USDCAD has been on a short-term uptrend, as shown by the ascending forex support trend line connecting the pair’s recent lows. Price looks ready to make a test of the trend line for now and may bounce off forex support, as this lines up with the 38.2% Fibonacci retracement level.
Stochastic is moving out of the oversold area, indicating that buyers are about to take control of price action. If the pair resumes its climb, it could move up to the resistance around the previous highs at 1.1670. Stronger buying pressure could even lead to a break past those levels and a move towards the 1.1700 major psychological mark.
Forex Support Bounce
A deeper retracement could still be possible, as there are forex support zones located at the 50% to 61.8% Fib levels. These line up with the 1.1550 minor psychological mark and 1.1500 major psychological level respectively, both of which could have a lot of buy orders located.
Event risks for this forex support trade today include the release of Canadian retail sales and CPI. Headline CPI is expected to show a 0.2% decline, mostly due to falling oil prices, while core CPI might print at 0.1% uptick. Headline retail sales could see a 0.4% drop while core retail sales could indicate a 0.2% rise.

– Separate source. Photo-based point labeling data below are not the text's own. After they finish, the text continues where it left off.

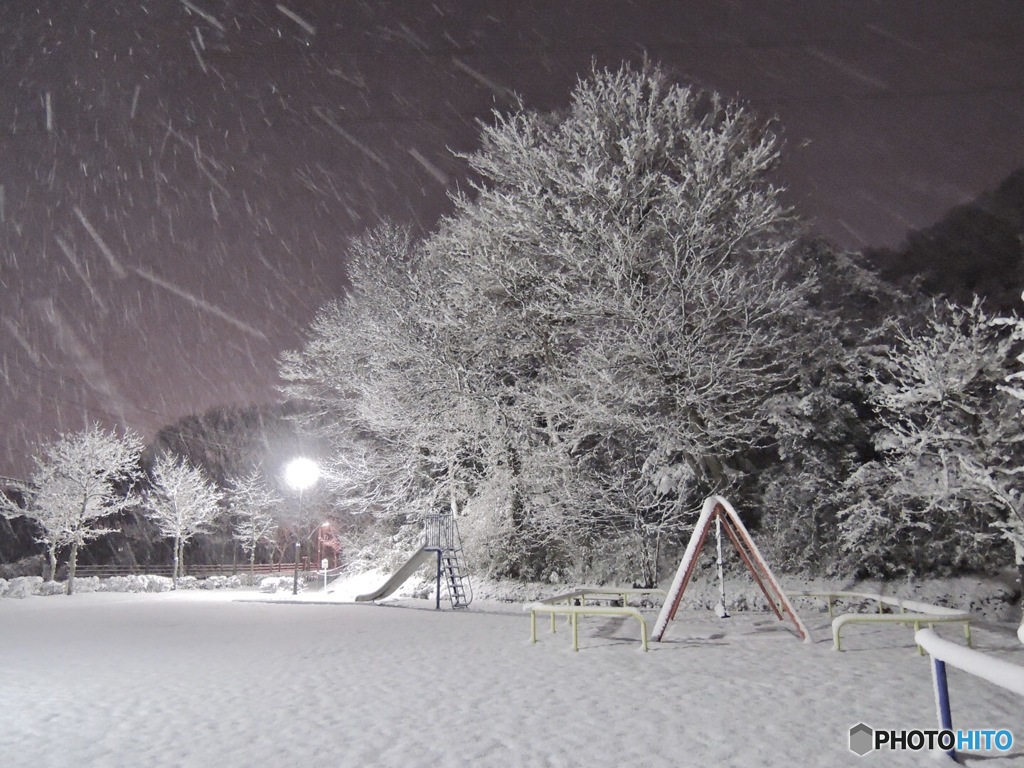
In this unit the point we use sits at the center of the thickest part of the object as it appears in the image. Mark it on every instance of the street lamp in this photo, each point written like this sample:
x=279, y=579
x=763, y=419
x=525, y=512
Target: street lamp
x=300, y=474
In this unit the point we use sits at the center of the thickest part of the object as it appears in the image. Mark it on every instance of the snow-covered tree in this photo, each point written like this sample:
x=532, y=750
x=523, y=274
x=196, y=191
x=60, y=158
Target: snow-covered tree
x=624, y=291
x=948, y=455
x=252, y=503
x=1012, y=492
x=590, y=340
x=79, y=479
x=181, y=502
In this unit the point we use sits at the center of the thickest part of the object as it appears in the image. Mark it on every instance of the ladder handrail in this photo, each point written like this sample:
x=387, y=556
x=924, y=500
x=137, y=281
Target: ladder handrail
x=440, y=532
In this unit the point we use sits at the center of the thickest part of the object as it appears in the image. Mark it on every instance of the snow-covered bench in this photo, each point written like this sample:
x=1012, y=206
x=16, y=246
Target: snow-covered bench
x=912, y=612
x=995, y=671
x=590, y=601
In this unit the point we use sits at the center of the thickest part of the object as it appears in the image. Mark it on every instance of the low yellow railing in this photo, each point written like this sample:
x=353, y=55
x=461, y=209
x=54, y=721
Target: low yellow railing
x=916, y=613
x=573, y=604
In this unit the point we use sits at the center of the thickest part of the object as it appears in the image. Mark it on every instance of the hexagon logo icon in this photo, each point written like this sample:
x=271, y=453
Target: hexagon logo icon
x=861, y=739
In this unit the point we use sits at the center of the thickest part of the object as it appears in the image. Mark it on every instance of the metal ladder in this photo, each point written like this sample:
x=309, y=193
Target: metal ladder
x=441, y=535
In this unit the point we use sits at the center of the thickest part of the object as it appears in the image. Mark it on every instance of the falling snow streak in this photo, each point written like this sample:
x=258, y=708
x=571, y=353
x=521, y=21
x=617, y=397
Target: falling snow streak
x=22, y=340
x=350, y=138
x=202, y=13
x=103, y=248
x=201, y=159
x=199, y=302
x=199, y=56
x=82, y=273
x=499, y=90
x=91, y=369
x=308, y=28
x=433, y=170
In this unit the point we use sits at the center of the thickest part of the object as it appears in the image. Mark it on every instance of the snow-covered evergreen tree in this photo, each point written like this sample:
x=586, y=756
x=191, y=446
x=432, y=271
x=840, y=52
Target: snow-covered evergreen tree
x=79, y=479
x=181, y=503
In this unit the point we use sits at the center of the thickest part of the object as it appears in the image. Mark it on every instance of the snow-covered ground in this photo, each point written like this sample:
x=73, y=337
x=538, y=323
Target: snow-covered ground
x=237, y=678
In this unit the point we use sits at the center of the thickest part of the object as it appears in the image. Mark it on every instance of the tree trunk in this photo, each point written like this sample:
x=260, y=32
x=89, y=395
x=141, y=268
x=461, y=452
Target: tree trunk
x=51, y=558
x=72, y=564
x=1020, y=578
x=174, y=569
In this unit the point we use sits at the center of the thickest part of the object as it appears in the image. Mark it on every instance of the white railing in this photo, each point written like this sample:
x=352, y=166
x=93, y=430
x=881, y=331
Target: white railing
x=994, y=671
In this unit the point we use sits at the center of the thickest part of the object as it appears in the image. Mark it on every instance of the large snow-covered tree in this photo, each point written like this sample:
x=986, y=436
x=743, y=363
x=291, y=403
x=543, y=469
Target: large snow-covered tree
x=252, y=503
x=80, y=478
x=624, y=290
x=944, y=493
x=181, y=502
x=587, y=345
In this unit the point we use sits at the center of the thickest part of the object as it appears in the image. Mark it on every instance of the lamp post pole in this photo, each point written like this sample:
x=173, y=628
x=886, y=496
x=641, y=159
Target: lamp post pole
x=300, y=474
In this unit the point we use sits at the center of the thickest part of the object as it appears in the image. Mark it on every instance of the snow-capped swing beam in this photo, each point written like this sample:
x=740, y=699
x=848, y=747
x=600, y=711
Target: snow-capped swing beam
x=718, y=510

Stronger than expected data could lead to more Loonie rallies, which might be enough to trigger a downside break of the rising trend line support. Bear in mind though that there are no economic reports from the US, suggesting that the safe-haven dollar might react mostly to risk sentiment.
For now, demand for the Greenback is strong as the Fed showed a bit of inclination for considering tightening monetary policy next year. While their recent FOMC statement indicated that they’re still keeping rates low for a considerable time, they also mentioned that they’re being patient in looking into rate hikes.